定期保険、終身保険と同様に被保険者が亡くなった際に死亡保険金が支払われます。保険期間が1年などの定期型で、掛け捨てタイプのものが中心です。
葬儀費用に特化して備えられるように、保険金額を30万円前後など少額から設定できる、84歳や89歳など高齢期から加入できるといった特徴があるものが多くなっています。
また、葬儀事業者への保険金の直接支払いサービスや、提携事業者の葬儀費用の割引サービスなど、お葬式のお金にかかわるサービスを受けられるものもあります。
葬儀費用への準備状況を確認して、生命保険の必要性を検討
生命保険は、決まった金額を準備できる、万が一の時には速やかに葬儀費用の支払いを済ませられる、葬儀費用として準備することで葬儀費用にまつわるトラブルを防ぐことができる、といったメリットがあります。
ただし、高齢になると持病などで保険の加入が難しかったり、保険料の負担が大きくなることも考えられます。
葬儀を行う際にかかるお金には、預貯金、互助会、生命保険など多様な方法で備えることができます。
また、お葬式の費用は葬儀の形によって大きく異なります。どのようなお葬式がしたいかを本人や家族で確認しておくことで、葬儀に必要なお金のイメージができ、無理のない準備ができるのではないでしょうか。

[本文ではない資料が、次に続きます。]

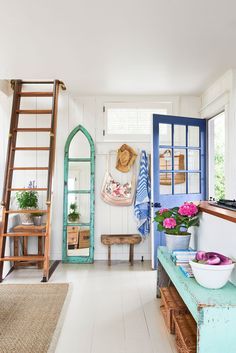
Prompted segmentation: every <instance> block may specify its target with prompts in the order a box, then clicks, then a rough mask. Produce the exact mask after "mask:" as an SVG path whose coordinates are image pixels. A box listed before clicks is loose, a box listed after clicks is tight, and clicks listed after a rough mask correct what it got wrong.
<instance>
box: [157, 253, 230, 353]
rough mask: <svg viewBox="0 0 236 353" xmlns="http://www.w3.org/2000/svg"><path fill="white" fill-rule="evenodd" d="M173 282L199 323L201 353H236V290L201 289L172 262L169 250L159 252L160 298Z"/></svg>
mask: <svg viewBox="0 0 236 353" xmlns="http://www.w3.org/2000/svg"><path fill="white" fill-rule="evenodd" d="M170 281H171V282H172V283H173V284H174V286H175V287H176V289H177V290H178V292H179V294H180V296H181V297H182V298H183V300H184V302H185V304H186V305H187V307H188V309H189V310H190V312H191V313H192V315H193V318H194V319H195V321H196V322H197V327H198V332H197V353H222V352H224V353H236V333H235V332H236V287H235V286H234V285H233V284H231V283H228V284H227V285H226V286H225V287H224V288H221V289H206V288H203V287H201V286H200V285H199V284H198V283H197V282H196V280H195V279H194V278H187V277H185V276H184V275H183V274H182V272H181V270H180V269H179V268H178V267H177V266H175V265H174V263H173V262H172V261H171V258H170V253H168V251H167V249H166V247H159V249H158V271H157V297H159V296H160V292H159V289H160V287H165V286H167V285H168V284H169V282H170Z"/></svg>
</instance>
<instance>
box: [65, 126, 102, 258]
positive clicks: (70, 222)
mask: <svg viewBox="0 0 236 353" xmlns="http://www.w3.org/2000/svg"><path fill="white" fill-rule="evenodd" d="M94 168H95V148H94V142H93V139H92V137H91V136H90V134H89V133H88V131H87V130H86V129H85V128H84V127H83V126H81V125H79V126H77V127H76V128H75V129H74V130H73V131H72V132H71V133H70V135H69V137H68V139H67V141H66V145H65V160H64V216H63V224H64V227H63V262H74V263H92V262H93V260H94Z"/></svg>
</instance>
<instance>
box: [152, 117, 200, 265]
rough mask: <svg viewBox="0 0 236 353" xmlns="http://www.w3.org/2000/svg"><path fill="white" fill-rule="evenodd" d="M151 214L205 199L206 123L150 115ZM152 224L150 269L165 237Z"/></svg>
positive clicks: (163, 243)
mask: <svg viewBox="0 0 236 353" xmlns="http://www.w3.org/2000/svg"><path fill="white" fill-rule="evenodd" d="M152 153H153V168H152V170H153V175H152V185H153V194H152V207H153V209H152V214H153V216H154V215H155V212H156V211H157V210H158V209H159V208H170V207H175V206H180V205H181V204H182V203H183V202H185V201H196V200H204V199H206V121H205V120H203V119H194V118H185V117H178V116H170V115H156V114H155V115H153V151H152ZM156 228H157V227H156V224H155V223H154V224H153V239H152V252H153V254H152V256H153V258H152V264H153V265H152V266H153V268H156V260H157V249H158V246H160V245H165V240H164V234H163V233H160V232H158V231H157V229H156Z"/></svg>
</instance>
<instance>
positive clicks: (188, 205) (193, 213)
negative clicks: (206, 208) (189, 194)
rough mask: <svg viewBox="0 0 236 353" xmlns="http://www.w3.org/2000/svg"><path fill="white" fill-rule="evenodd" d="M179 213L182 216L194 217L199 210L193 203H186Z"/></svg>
mask: <svg viewBox="0 0 236 353" xmlns="http://www.w3.org/2000/svg"><path fill="white" fill-rule="evenodd" d="M178 213H179V214H180V215H181V216H188V217H192V216H194V215H196V214H197V213H198V208H197V206H196V205H194V204H193V203H191V202H185V203H184V204H183V205H182V206H180V208H179V211H178Z"/></svg>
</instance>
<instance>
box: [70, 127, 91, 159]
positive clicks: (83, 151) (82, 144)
mask: <svg viewBox="0 0 236 353" xmlns="http://www.w3.org/2000/svg"><path fill="white" fill-rule="evenodd" d="M69 158H90V144H89V141H88V139H87V137H86V136H85V135H84V134H83V133H82V132H81V131H79V132H77V134H76V135H75V136H74V137H73V139H72V141H71V143H70V148H69Z"/></svg>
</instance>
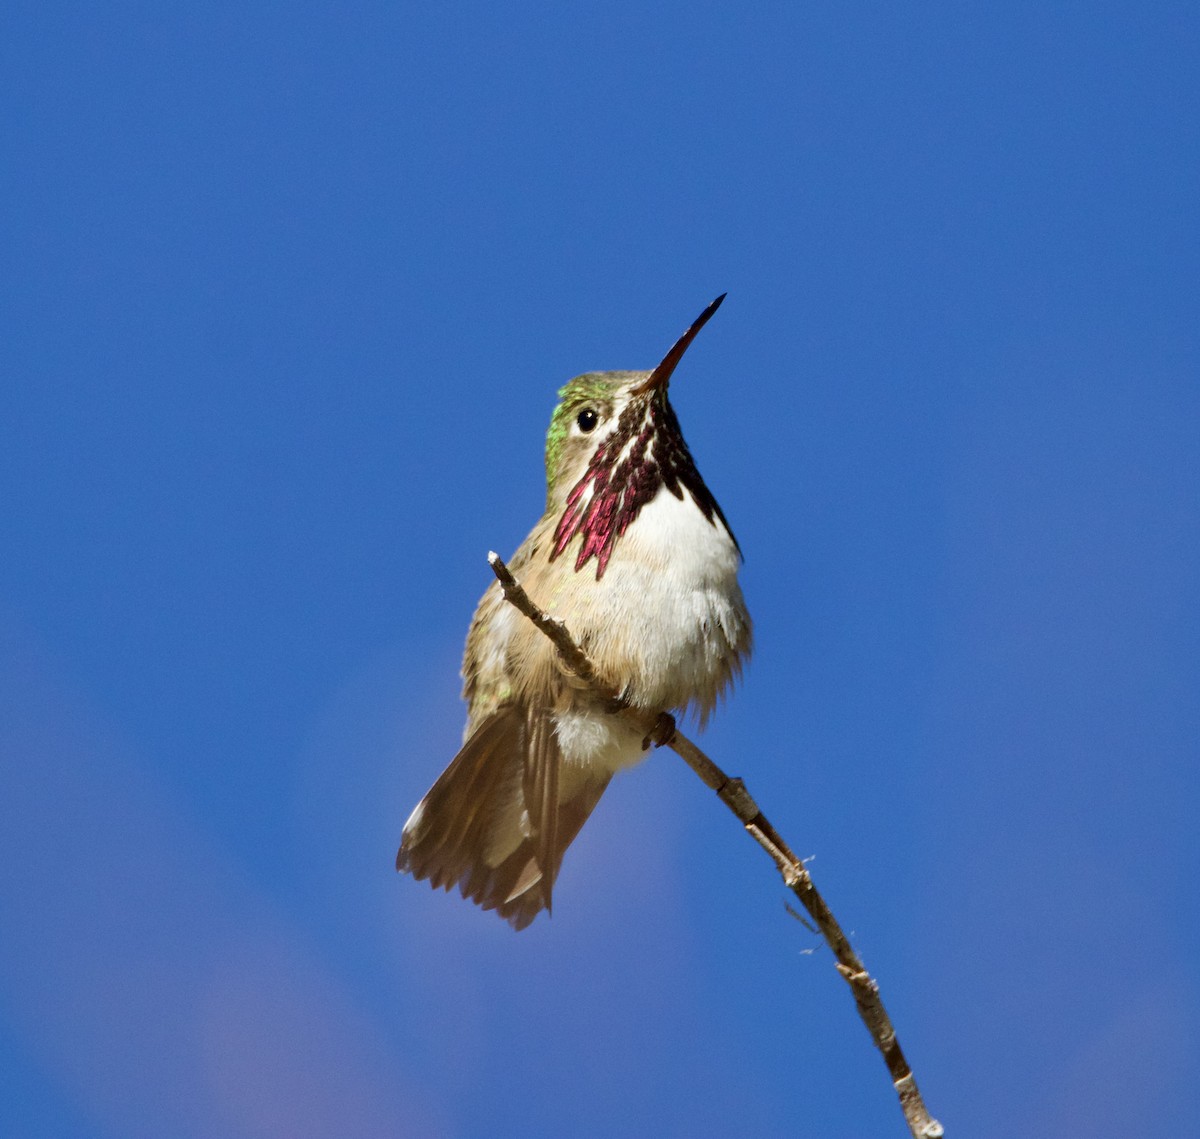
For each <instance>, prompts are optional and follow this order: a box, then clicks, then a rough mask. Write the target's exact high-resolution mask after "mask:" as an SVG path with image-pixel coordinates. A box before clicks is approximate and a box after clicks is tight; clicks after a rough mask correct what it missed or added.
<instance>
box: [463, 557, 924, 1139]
mask: <svg viewBox="0 0 1200 1139" xmlns="http://www.w3.org/2000/svg"><path fill="white" fill-rule="evenodd" d="M487 562H488V564H490V565H491V566H492V573H494V574H496V576H497V579H498V580H499V582H500V588H502V589H503V591H504V597H505V598H506V599H508V600H509V601H510V603H511V604H512V605H515V606H516V607H517V609H518V610H520V611H521V612H522V613H524V615H526V617H528V618H529V619H530V621H532V622H533V623H534V624H535V625H536V627H538V628H539V629H540V630H541V631H542V633H544V634H546V636H547V637H550V640H551V641H553V642H554V645H556V647H557V648H558V652H559V654H560V655H562V658H563V663H564V664H565V665H566V667H568V669H570V670H571V672H574V673H575V675H576V676H577V677H578V678H580V679H581V681H583V682H586V683H587V684H589V685H590V687H592V688H593V689H594V690H595V691H596V693H598V694H599V695H601V696H604V697H605V699H606V700H611V701H612V702H613V706H614V708H616V709H617V711H619V712H620V713H622V714H624V715H628V717H630V718H631V719H634V720H636V723H637V724H638V725H641V727H642V729H643V731H646V735H647V743H649V741H652V739H653V741H654V742H655V743H658V744H660V745H661V744H666V745H667V747H668V748H671V750H672V751H674V753H676V754H677V755H679V756H680V759H683V761H684V762H685V763H686V765H688V766H689V767H690V768H691V769H692V771H694V772H695V773H696V774H697V775H698V777H700V778H701V779H702V780H703V781H704V784H706V785H707V786H709V787H712V789H713V790H714V791H715V792H716V795H718V798H720V801H721V802H722V803H724V804H725V805H726V807H727V808H728V809H730V810H731V811H733V814H734V815H737V817H738V821H739V822H740V823H742V825H743V826H744V827H745V828H746V831H748V832H749V834H750V837H751V838H752V839H754V840H755V841H756V843H757V844H758V845H760V846H761V847H762V849H763V850H764V851H767V853H768V855H770V857H772V861H773V862H774V863H775V865H776V868H778V869H779V873H780V874H781V875H782V877H784V882H785V885H786V886H787V888H788V889H790V891H791V892H792V893H793V894H796V897H797V898H798V899H799V900H800V904H802V905H803V906H804V909H805V910H806V911H808V912H809V916H810V917H811V918H812V921H814V922H815V923H816V925H817V929H818V930H820V931H821V935H822V936H823V937H824V940H826V943H827V945H828V946H829V948H830V949H832V951H833V954H834V957H835V958H836V965H838V972H839V973H841V976H842V978H844V979H845V982H846V983H847V984H848V985H850V991H851V993H852V994H853V997H854V1003H856V1005H857V1006H858V1014H859V1017H862V1018H863V1024H865V1025H866V1030H868V1031H869V1032H870V1033H871V1039H872V1041H875V1047H876V1048H878V1050H880V1053H881V1054H882V1055H883V1062H884V1063H886V1065H887V1066H888V1074H889V1075H890V1077H892V1084H893V1086H894V1087H895V1090H896V1095H898V1096H899V1097H900V1107H901V1109H902V1110H904V1116H905V1120H906V1121H907V1123H908V1129H910V1132H912V1134H913V1137H914V1139H941V1137H942V1135H943V1134H944V1131H943V1128H942V1125H941V1123H938V1122H937V1120H935V1119H934V1117H932V1116H931V1115H930V1114H929V1111H928V1109H926V1108H925V1103H924V1101H923V1099H922V1098H920V1092H919V1091H918V1089H917V1080H916V1078H914V1077H913V1074H912V1068H911V1067H908V1061H907V1060H906V1059H905V1055H904V1053H902V1051H901V1050H900V1042H899V1041H898V1039H896V1033H895V1029H894V1027H893V1026H892V1019H890V1018H889V1017H888V1014H887V1009H884V1007H883V1001H882V1000H881V999H880V987H878V983H877V982H876V981H875V979H874V978H872V977H871V975H870V973H868V971H866V966H864V965H863V961H862V959H860V958H859V957H858V954H857V953H856V952H854V951H853V948H852V947H851V945H850V940H848V939H847V937H846V935H845V933H844V931H842V928H841V925H839V924H838V919H836V918H835V917H834V916H833V911H832V910H830V909H829V906H828V905H827V904H826V900H824V898H822V897H821V894H820V892H818V891H817V888H816V886H814V885H812V877H811V875H810V874H809V871H808V869H806V868H805V867H804V864H803V863H802V862H800V859H799V858H797V857H796V855H794V853H792V849H791V847H790V846H788V845H787V844H786V843H785V841H784V840H782V838H780V835H779V832H778V831H776V829H775V828H774V827H773V826H772V825H770V823H769V822H768V821H767V817H766V816H764V815H763V813H762V811H761V810H760V809H758V804H757V803H755V801H754V799H752V798H751V796H750V792H749V791H746V789H745V784H744V783H743V781H742V780H740V779H737V778H730V777H728V775H726V774H725V772H722V771H721V769H720V767H718V766H716V765H715V763H714V762H713V761H712V760H710V759H709V757H708V756H707V755H704V753H703V751H701V750H700V748H697V747H696V745H695V744H694V743H692V742H691V741H690V739H688V738H686V737H685V736H683V735H680V733H679V732H678V731H676V726H674V719H673V718H672V717H671V715H670V714H668V713H666V712H660V713H659V714H658V715H648V714H647V713H644V712H641V711H638V709H636V708H630V707H629V706H628V705H625V703H624V702H623V701H622V699H620V696H619V694H618V693H616V691H613V690H612V689H611V688H610V687H607V685H606V684H604V683H602V682H601V681H600V679H599V678H598V677H596V673H595V669H594V667H593V665H592V661H590V660H589V659H588V657H587V654H586V653H584V652H583V649H582V648H580V646H578V645H576V642H575V640H574V639H572V637H571V634H570V633H569V631H568V629H566V625H564V624H563V623H562V622H560V621H558V619H557V618H554V617H551V616H550V615H548V613H544V612H542V611H541V610H540V609H539V607H538V606H536V605H534V604H533V601H530V600H529V595H528V594H527V593H526V592H524V589H522V588H521V585H520V582H518V581H517V580H516V579H515V577H514V576H512V574H511V573H509V568H508V566H506V565H505V564H504V562H503V560H502V559H500V557H499V554H496V553H488V556H487Z"/></svg>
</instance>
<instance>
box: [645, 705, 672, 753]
mask: <svg viewBox="0 0 1200 1139" xmlns="http://www.w3.org/2000/svg"><path fill="white" fill-rule="evenodd" d="M672 739H674V717H673V715H672V714H671V713H670V712H660V713H659V718H658V719H656V720H655V721H654V727H652V729H650V731H649V733H648V735H647V737H646V738H644V739H643V741H642V750H643V751H647V750H648V749H649V747H650V744H654V747H655V748H661V747H664V745H666V744H668V743H671V741H672Z"/></svg>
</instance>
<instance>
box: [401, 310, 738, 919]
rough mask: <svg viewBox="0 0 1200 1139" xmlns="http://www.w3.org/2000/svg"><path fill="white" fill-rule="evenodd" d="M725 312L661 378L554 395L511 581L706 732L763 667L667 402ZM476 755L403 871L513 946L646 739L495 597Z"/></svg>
mask: <svg viewBox="0 0 1200 1139" xmlns="http://www.w3.org/2000/svg"><path fill="white" fill-rule="evenodd" d="M722 300H725V294H721V295H720V296H718V298H716V300H714V301H713V302H712V304H710V305H709V306H708V307H707V308H706V310H704V311H703V312H702V313H701V314H700V316H698V317H697V318H696V320H695V322H694V323H692V325H691V326H690V328H689V329H688V331H686V332H684V335H683V336H682V337H680V338H679V340H678V341H677V342H676V344H674V346H673V347H672V348H671V350H670V352H668V353H667V354H666V356H664V359H662V361H661V362H660V364H659V366H658V367H655V368H654V370H653V371H649V372H587V373H584V374H583V376H576V377H575V379H572V380H570V382H569V383H568V384H566V385H565V386H564V388H562V389H560V390H559V392H558V406H557V407H556V408H554V412H553V415H552V418H551V421H550V430H548V431H547V433H546V510H545V512H544V514H542V516H541V518H540V520H539V521H538V524H536V526H535V527H534V528H533V530H532V532H530V534H529V536H528V538H526V540H524V541H523V542H522V544H521V546H520V548H518V550H517V552H516V553H515V554H514V557H512V559H511V560H510V562H509V568H510V570H511V571H512V574H514V575H515V576H516V579H517V580H518V581H520V582H521V583H522V586H523V587H524V589H526V592H527V593H528V594H529V597H530V598H532V599H533V601H534V604H536V605H538V606H539V607H540V609H542V610H544V611H545V612H548V613H551V615H552V616H554V617H557V618H558V619H559V621H562V622H564V623H565V625H566V628H568V629H569V630H570V633H571V635H572V636H574V637H575V640H576V641H577V642H578V643H580V646H581V647H582V648H583V651H584V652H586V653H587V654H588V657H589V658H590V660H592V663H593V665H594V666H595V671H596V675H598V677H599V678H600V679H601V681H602V682H604V683H605V684H607V687H608V688H610V690H612V691H617V693H618V694H619V699H620V702H622V703H623V705H625V706H629V707H632V708H636V709H640V711H644V712H646V713H647V715H648V718H649V717H653V715H654V714H656V713H661V712H664V711H668V712H676V713H679V714H683V713H686V712H692V713H695V714H696V717H697V719H698V720H700V724H701V726H703V725H704V723H706V721H707V719H708V717H709V714H710V713H712V712H713V709H714V707H715V706H716V703H718V701H719V699H720V697H721V696H722V695H724V694H725V693H726V690H727V689H728V688H730V685H731V684H732V682H733V681H734V678H737V677H738V676H739V675H740V671H742V666H743V664H744V661H745V660H746V658H748V657H749V653H750V641H751V627H750V615H749V613H748V612H746V606H745V601H744V599H743V597H742V589H740V587H739V585H738V566H739V565H740V562H742V551H740V547H739V546H738V542H737V539H734V536H733V530H732V529H731V528H730V524H728V522H727V521H726V518H725V514H724V512H722V511H721V508H720V506H719V505H718V503H716V499H715V498H714V497H713V493H712V491H709V488H708V486H707V485H706V484H704V480H703V479H702V478H701V475H700V472H698V470H697V469H696V463H695V461H694V460H692V457H691V451H689V449H688V444H686V443H685V442H684V438H683V432H682V431H680V428H679V420H678V418H677V416H676V413H674V409H673V408H672V407H671V403H670V401H668V398H667V385H668V383H670V380H671V376H672V373H673V372H674V370H676V366H677V365H678V362H679V360H680V359H682V356H683V354H684V353H685V352H686V349H688V347H689V344H691V342H692V340H694V338H695V336H696V334H697V332H698V331H700V330H701V328H703V325H704V324H706V323H707V322H708V319H709V317H712V314H713V313H714V312H715V311H716V308H718V306H719V305H720V304H721V301H722ZM462 678H463V689H462V695H463V699H464V700H466V701H467V705H468V709H469V711H468V717H467V727H466V731H464V733H463V744H462V748H461V750H460V751H458V754H457V755H456V756H455V757H454V760H451V761H450V766H449V767H446V769H445V771H444V772H443V773H442V774H440V775H439V777H438V779H437V781H436V783H434V784H433V786H432V787H431V789H430V791H428V793H427V795H426V796H425V797H424V798H422V799H421V802H420V803H418V805H416V808H415V809H414V810H413V814H412V815H410V816H409V819H408V821H407V822H406V823H404V829H403V835H402V839H401V846H400V852H398V853H397V856H396V869H397V870H401V871H408V873H410V874H413V875H414V876H415V877H418V879H428V881H430V885H431V886H433V887H434V888H437V887H443V888H445V889H448V891H449V889H450V888H451V887H452V886H457V887H458V889H460V892H461V893H462V895H463V897H464V898H469V899H470V900H472V901H474V903H476V904H478V905H480V906H481V907H482V909H485V910H496V911H497V913H499V916H500V917H503V918H505V919H506V921H508V922H509V923H510V924H511V925H512V927H514V928H515V929H518V930H520V929H524V928H526V927H527V925H528V924H529V923H530V922H532V921H533V919H534V918H535V917H536V916H538V915H539V913H540V912H541V911H542V910H546V911H550V909H551V894H552V891H553V886H554V880H556V879H557V876H558V871H559V868H560V865H562V862H563V855H564V853H565V851H566V849H568V847H569V846H570V845H571V843H572V841H574V840H575V838H576V835H577V834H578V833H580V828H581V827H582V826H583V823H584V822H586V821H587V819H588V816H589V815H590V814H592V811H593V809H594V808H595V805H596V803H599V801H600V797H601V796H602V795H604V792H605V789H606V787H607V786H608V783H610V780H611V779H612V777H613V775H614V774H616V773H617V772H618V771H622V769H623V768H626V767H631V766H634V765H635V763H637V762H640V761H641V760H642V759H644V756H646V754H647V750H648V747H649V742H648V739H647V737H646V732H644V731H643V730H640V729H638V727H637V725H636V724H634V723H631V721H630V720H629V719H628V718H625V717H623V715H620V714H619V709H617V708H614V707H613V703H612V701H611V700H610V699H605V697H604V696H601V695H599V694H596V693H595V691H594V690H593V689H590V688H589V687H588V685H586V684H583V683H582V682H581V681H578V678H576V677H575V676H574V675H572V673H570V672H569V671H568V670H566V667H565V665H563V663H562V660H560V658H559V655H558V651H557V648H556V647H554V646H553V645H552V643H551V641H550V640H548V639H547V637H546V636H544V635H542V633H540V631H539V630H538V629H536V628H535V627H534V624H533V623H532V622H530V621H528V619H527V618H526V617H524V616H522V615H521V613H520V612H517V610H516V609H514V607H512V605H510V604H509V603H508V601H506V600H505V599H504V595H503V593H502V591H500V587H499V582H492V585H491V587H490V588H488V589H487V592H486V593H485V594H484V597H482V599H481V600H480V603H479V606H478V607H476V610H475V616H474V618H473V619H472V623H470V630H469V633H468V635H467V648H466V653H464V655H463V663H462Z"/></svg>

葬儀費用に向けた生命保険の必要性を検討する際に、考えてみましょう。
-
執筆者プロフィール
加藤 梨里(かとう りり)
マネーステップオフィス株式会社代表取締役
CFP(R)認定者、金融知力インストラクター、健康経営エキスパートアドバイザー
マネーに関する相談、セミナー講師や雑誌取材、執筆を中心に活動。保険、ライフプラン、節約、資産運用などを専門としている。2014年度、日本FP協会でくらしとお金の相談窓口であるFP広報センターにて相談員を務める。
気になった記事をシェアしよう!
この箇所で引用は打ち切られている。